Minus the sentiment and seriousness of Forrest Gump,The 100 Year-Old Man… is more reminiscent of Woody Allen’s underrated Zelig, though without either’s cinematic tricks. Cleverly edited, flawlessly directed, the movie’s a magnificent comic romp, its target the funny bone rather than the mind or the heart.
Though seasoned with abundant humor, A Man Called Ove reserves its major appeal for the mind and the heart. The 100 Year-Old Man… will make you laugh. A Man Called Ove will make you laugh, sniffle and think.
The protagonist of the title (Rolf Lassgard) is a crotchety old man, the terror of a suburban community of which he deems himself the enforcer, constantly patrolling the streets and berating anyone who breaks the rules regarding trash, pets, discards, etc. Turns out, he’s also bound and determined to kill himself — his beloved wife recently died.

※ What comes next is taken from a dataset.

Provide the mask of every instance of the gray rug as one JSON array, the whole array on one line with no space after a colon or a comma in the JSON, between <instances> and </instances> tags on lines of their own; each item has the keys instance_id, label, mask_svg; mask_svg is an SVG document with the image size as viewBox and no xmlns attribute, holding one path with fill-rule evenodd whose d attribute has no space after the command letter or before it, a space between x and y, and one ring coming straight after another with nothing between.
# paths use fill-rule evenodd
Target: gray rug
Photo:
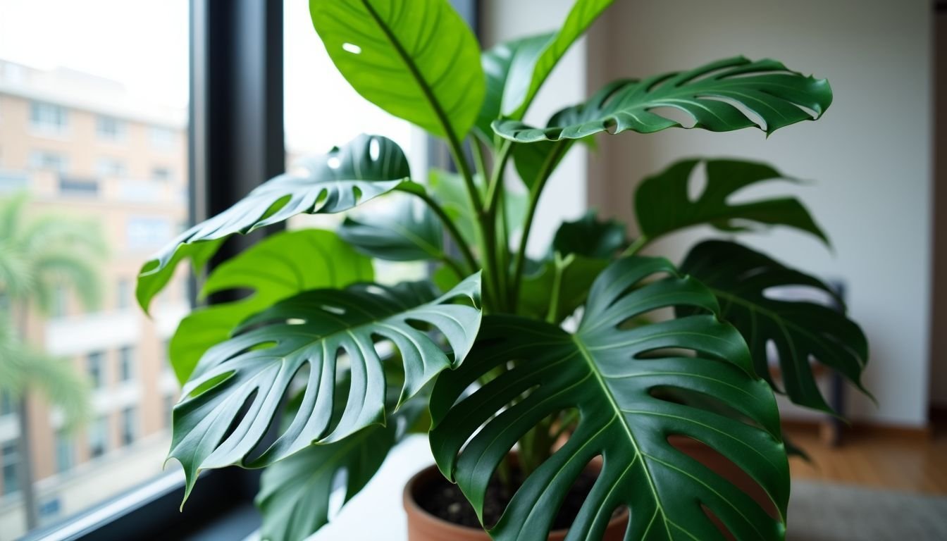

However, all of Ove’s carefully orchestrated attempts at suicide go awry, mostly occasioned by the arrival of new neighbors — young Persian mother Parvaneh (Bahar Pars), her two young daughters, and their totally inept but goodhearted Swedish father, Patrick. Ove, who wants to die so he can be with his dead wife, is grudgingly coaxed back into life by the aggressive demands of the heavily pregnant Parvaneh and her brood.
The gruff curmudgeon, isolated and insulated by his grief, is saddled with other new acquaintances as well, including an overweight tech guy, a young gay man who was thrown out of his father’s house, and a young guy whose romantic dreams are hampered by a broken bike and a mangy cat.

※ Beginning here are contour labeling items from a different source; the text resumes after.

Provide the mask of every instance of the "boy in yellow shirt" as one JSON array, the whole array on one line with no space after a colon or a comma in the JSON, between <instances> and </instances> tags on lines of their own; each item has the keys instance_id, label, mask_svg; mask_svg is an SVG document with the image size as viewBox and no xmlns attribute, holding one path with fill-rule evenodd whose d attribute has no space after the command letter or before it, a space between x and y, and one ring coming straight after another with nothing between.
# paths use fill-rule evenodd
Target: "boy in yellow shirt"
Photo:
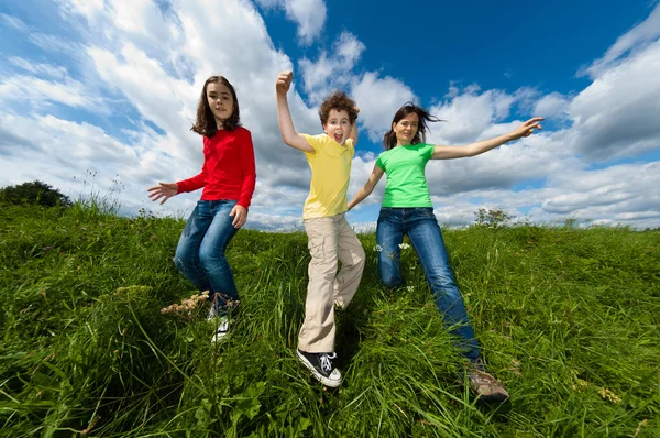
<instances>
[{"instance_id":1,"label":"boy in yellow shirt","mask_svg":"<svg viewBox=\"0 0 660 438\"><path fill-rule=\"evenodd\" d=\"M346 221L346 191L351 158L358 143L358 107L346 95L336 91L319 109L323 134L298 134L292 121L286 95L293 72L277 77L277 119L284 142L305 153L311 169L309 196L302 221L311 255L305 302L305 321L298 335L297 357L323 385L342 382L333 366L334 307L345 308L360 285L364 250ZM338 260L341 270L337 273Z\"/></svg>"}]
</instances>

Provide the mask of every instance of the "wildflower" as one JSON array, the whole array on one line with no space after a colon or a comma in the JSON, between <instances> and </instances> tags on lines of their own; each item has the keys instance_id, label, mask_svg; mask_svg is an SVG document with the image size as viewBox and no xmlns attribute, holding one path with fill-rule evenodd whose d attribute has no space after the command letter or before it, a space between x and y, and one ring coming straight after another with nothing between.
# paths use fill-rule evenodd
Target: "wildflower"
<instances>
[{"instance_id":1,"label":"wildflower","mask_svg":"<svg viewBox=\"0 0 660 438\"><path fill-rule=\"evenodd\" d=\"M606 387L598 391L598 394L601 394L601 397L603 397L603 399L606 399L609 403L614 403L615 405L622 403L620 397Z\"/></svg>"},{"instance_id":2,"label":"wildflower","mask_svg":"<svg viewBox=\"0 0 660 438\"><path fill-rule=\"evenodd\" d=\"M585 387L588 386L588 382L582 379L575 379L575 383L573 384L573 391L582 392Z\"/></svg>"},{"instance_id":3,"label":"wildflower","mask_svg":"<svg viewBox=\"0 0 660 438\"><path fill-rule=\"evenodd\" d=\"M197 307L199 302L206 302L209 297L209 292L205 291L201 294L191 295L190 298L186 298L182 302L182 304L173 304L161 309L163 315L167 314L177 314L177 315L190 315L193 310Z\"/></svg>"}]
</instances>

Like The 100 Year-Old Man…, the movie cuts back and forth from the present to Ove’s past, tracing his relationship with his father and his courtship and marriage to Sonja (Ida Engvoll). The narratives of both timelines include rich humor and heartache in equal doses, neither response ever forced or false. On the surface, Ove may seem a simple man, but the film is a rich mosaic of an ordinary man’s complex life.
Based on Frederick Backman’s justly acclaimed 2013 bestseller, A Man Called Ove is a masterpiece of movie magic — writing, direction and acting all top-notch. It’s one of those movies you’ll tell your friends about, and then watch it again with them.